The number of children’s environmental awareness and activity groups has been rising rapidly in the last decade, with many taking a more and more active role in protests. However, most kids’ environmental organisations concentrate on education as the key tool in the learning process towards a better future for our planet. Some of these organisations are offshoots of larger institutions: for instance the United Nations Environment Programme (UNEP) has a children’s education program called TUNZA , which works in partnership with children across the globe and aims to equip them with information on how to best treat the planet. Children are represented by a Junior Board, which is elected every two years at the same time as UNEP’s TUNZA International Children’s Conference. By creating an interactive website, which includes a cartoon strip called “Ozzy Ozone, Defender of Our Planet”, TUNZA’s approach is exemplary in its global outreach and ongoing commitment to keep children engaged with the problem of climate change.

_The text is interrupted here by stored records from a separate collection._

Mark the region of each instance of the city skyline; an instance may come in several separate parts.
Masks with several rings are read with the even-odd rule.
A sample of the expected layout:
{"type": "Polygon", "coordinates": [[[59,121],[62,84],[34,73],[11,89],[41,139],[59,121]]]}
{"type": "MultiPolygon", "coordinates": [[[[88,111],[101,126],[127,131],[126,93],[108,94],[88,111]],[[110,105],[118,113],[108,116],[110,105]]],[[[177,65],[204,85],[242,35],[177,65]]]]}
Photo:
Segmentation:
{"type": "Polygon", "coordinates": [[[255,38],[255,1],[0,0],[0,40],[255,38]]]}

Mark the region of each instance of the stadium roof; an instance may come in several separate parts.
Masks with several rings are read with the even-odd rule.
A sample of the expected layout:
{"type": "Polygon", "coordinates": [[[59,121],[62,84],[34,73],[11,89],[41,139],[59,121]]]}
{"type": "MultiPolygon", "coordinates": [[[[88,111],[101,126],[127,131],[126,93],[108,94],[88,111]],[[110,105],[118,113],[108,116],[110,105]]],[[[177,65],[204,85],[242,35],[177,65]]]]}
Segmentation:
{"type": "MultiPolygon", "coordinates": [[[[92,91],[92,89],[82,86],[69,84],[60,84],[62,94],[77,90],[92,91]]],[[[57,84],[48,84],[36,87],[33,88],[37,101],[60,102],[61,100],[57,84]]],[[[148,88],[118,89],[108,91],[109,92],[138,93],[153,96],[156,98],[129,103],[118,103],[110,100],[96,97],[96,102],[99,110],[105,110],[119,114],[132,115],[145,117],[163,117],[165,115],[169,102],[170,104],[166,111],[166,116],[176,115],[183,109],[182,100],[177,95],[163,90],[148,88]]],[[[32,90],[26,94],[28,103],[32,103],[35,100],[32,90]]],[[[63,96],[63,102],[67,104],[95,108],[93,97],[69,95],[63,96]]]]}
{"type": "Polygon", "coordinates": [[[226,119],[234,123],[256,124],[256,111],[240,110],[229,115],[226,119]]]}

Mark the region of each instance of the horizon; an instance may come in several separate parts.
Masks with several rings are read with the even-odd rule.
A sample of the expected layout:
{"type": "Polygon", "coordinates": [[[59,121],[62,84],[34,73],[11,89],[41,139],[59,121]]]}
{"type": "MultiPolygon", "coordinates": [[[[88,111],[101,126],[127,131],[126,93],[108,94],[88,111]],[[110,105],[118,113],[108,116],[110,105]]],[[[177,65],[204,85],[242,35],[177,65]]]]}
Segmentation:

Other important children’s environmental programs include Kids FACE, or Kids For a Clean Environment, which highlights important grievances like climate change and ozone depletion in a language that children can understand. It exposes them to basic, hidden facts, such as that active kids are the group most at risk from ozone exposure, as well as encouraging their three main aims to “recycle, build and plant”. Other organisations include the Environmental Protection Agency’s Environmental Kids Club; this organisation also runs a High School Environmental Center which runs careers, internships and scholarships. Also of note is the electronic magazine EEK!, or Environmental Education for Kids, which is sponsored by the Wisconsin Department of Natural Resources and aimed primarily at kids from Grades 4 to 8. This offers teaching activities and resources as well as profiles of environmental jobs, and although its focus isn’t exclusively on environmental protection as such, it exposes kids to crucial ideas about the environment and natural resources that are essential for a full grasp of today’s environmental complexities.

Clearly, there is a wealth of organisations eager to inform today’s children on the importance of environmental protection and the dangers it poses to their future. While many big businesses are being lambasted for not doing the same, some large companies are joining the cause. For example, Doubletree Hotels runs a program called Teaching Kids to CAREĀ® which is currently in its third year of running. This campaign aims to educate children about their role in caring for the environment, and involves more than 10, 000 kids in 150 communities across the continent. As other projects arise to complement and work together with the fraction mentioned here, it seems clearer than ever that the country is fighting the growing scourge of environmental decline by effectively teaching our children to take the bull by the horns.